Severity
High
Analysis Summary
CVE-2021-33771
Microsoft Windows could allow a local authenticated attacker to gain elevated privileges on the system, caused by a flaw in the Kernel. By executing a specially-crafted program, an authenticated attacker could exploit this vulnerability to execute arbitrary code with higher privileges.
CVE-2021-34449
Microsoft Windows could allow a local authenticated attacker to gain elevated privileges on the system, caused by a flaw in the Win32k component. By executing a specially-crafted program, an authenticated attacker could exploit this vulnerability to execute arbitrary code with higher privileges.
CVE-2021-34467
Microsoft SharePoint Server could allow a remote authenticated attacker to execute arbitrary code on the system. By sending a specially-crafted request, an attacker could exploit this vulnerability to execute arbitrary code on the system with privileges of the victim.
CVE-2021-31979
Microsoft Windows could allow a local authenticated attacker to gain elevated privileges on the system, caused by a flaw in the Kernel. By executing a specially-crafted program, an authenticated attacker could exploit this vulnerability to execute arbitrary code with higher privileges.
CVE-2021-34476
Microsoft Windows is vulnerable to a denial of service, caused by a flaw in the Common Internet File System (CIFS) Browser Protocol.
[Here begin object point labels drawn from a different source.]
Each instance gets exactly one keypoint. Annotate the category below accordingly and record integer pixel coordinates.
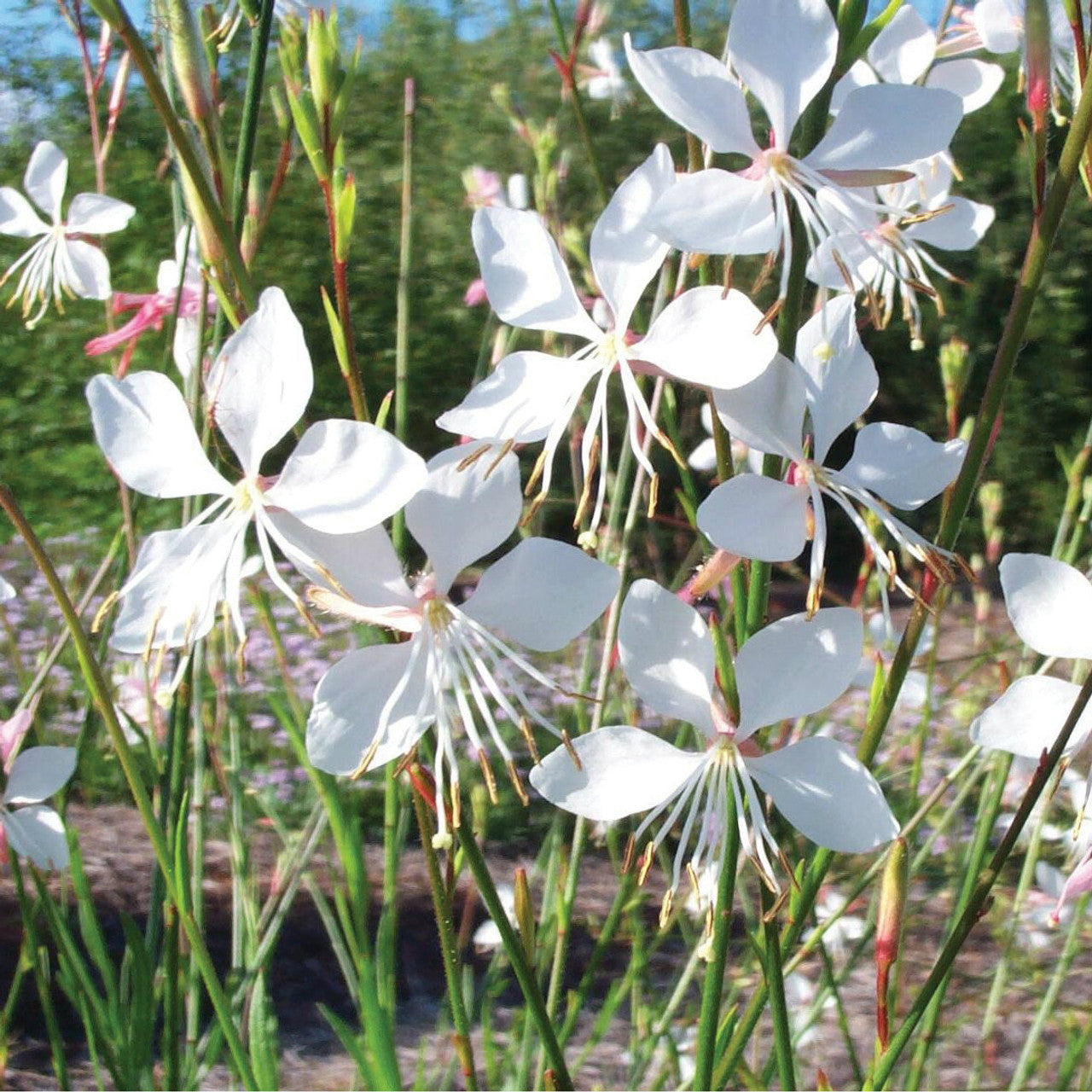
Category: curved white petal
(798, 665)
(888, 125)
(521, 398)
(346, 476)
(960, 227)
(841, 377)
(18, 218)
(145, 432)
(38, 773)
(90, 271)
(525, 276)
(827, 794)
(696, 90)
(904, 48)
(260, 382)
(624, 252)
(784, 51)
(172, 593)
(1026, 718)
(461, 514)
(708, 338)
(667, 654)
(716, 212)
(363, 565)
(902, 465)
(350, 701)
(543, 593)
(1049, 604)
(46, 177)
(97, 214)
(768, 413)
(623, 771)
(38, 834)
(757, 517)
(974, 81)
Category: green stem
(525, 973)
(982, 888)
(102, 697)
(713, 986)
(449, 949)
(252, 102)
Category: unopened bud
(526, 915)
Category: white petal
(974, 81)
(172, 593)
(38, 834)
(461, 514)
(363, 565)
(902, 465)
(888, 125)
(624, 253)
(798, 665)
(696, 90)
(757, 517)
(667, 654)
(841, 377)
(260, 382)
(784, 51)
(904, 48)
(90, 271)
(96, 214)
(1026, 718)
(46, 177)
(716, 212)
(346, 475)
(38, 773)
(145, 432)
(525, 276)
(708, 338)
(1049, 604)
(960, 227)
(825, 792)
(18, 218)
(543, 593)
(624, 770)
(348, 703)
(768, 413)
(520, 400)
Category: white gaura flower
(342, 478)
(705, 336)
(904, 51)
(61, 262)
(888, 254)
(784, 51)
(793, 667)
(1049, 605)
(456, 671)
(833, 382)
(33, 829)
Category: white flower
(885, 249)
(705, 336)
(1049, 605)
(61, 262)
(793, 667)
(455, 671)
(30, 827)
(878, 130)
(343, 476)
(904, 53)
(833, 381)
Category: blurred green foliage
(46, 449)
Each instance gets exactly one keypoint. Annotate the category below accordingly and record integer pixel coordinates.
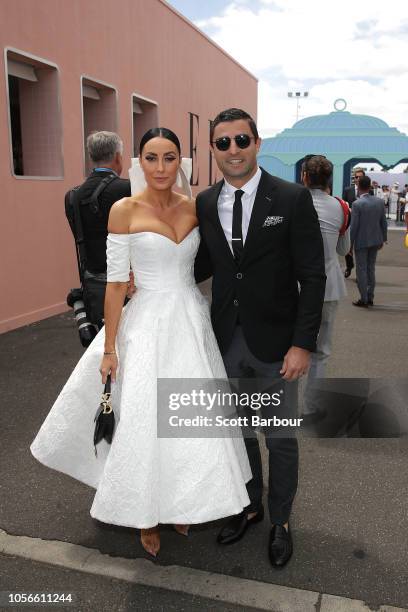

By sending a specially-crafted request, a remote attacker could exploit this vulnerability to cause a denial of service condition.
Impact
- Code Execution
- Denial of Service
- Privilege Escalation
Affected Vendors
Microsoft
Affected Products
- Microsoft Windows 10 Version 1809 for 32-bit Systems
- Microsoft Windows 10 Version 1809 for x64-based Systems
- Windows Server 2019 (Server Core installation)
- Microsoft Windows 10 Version 1809 for ARM64-based Systems
Remediation
Use Microsoft Automatic Update to apply the appropriate patch for your system, or the Microsoft Security Update Guide to search for available patches.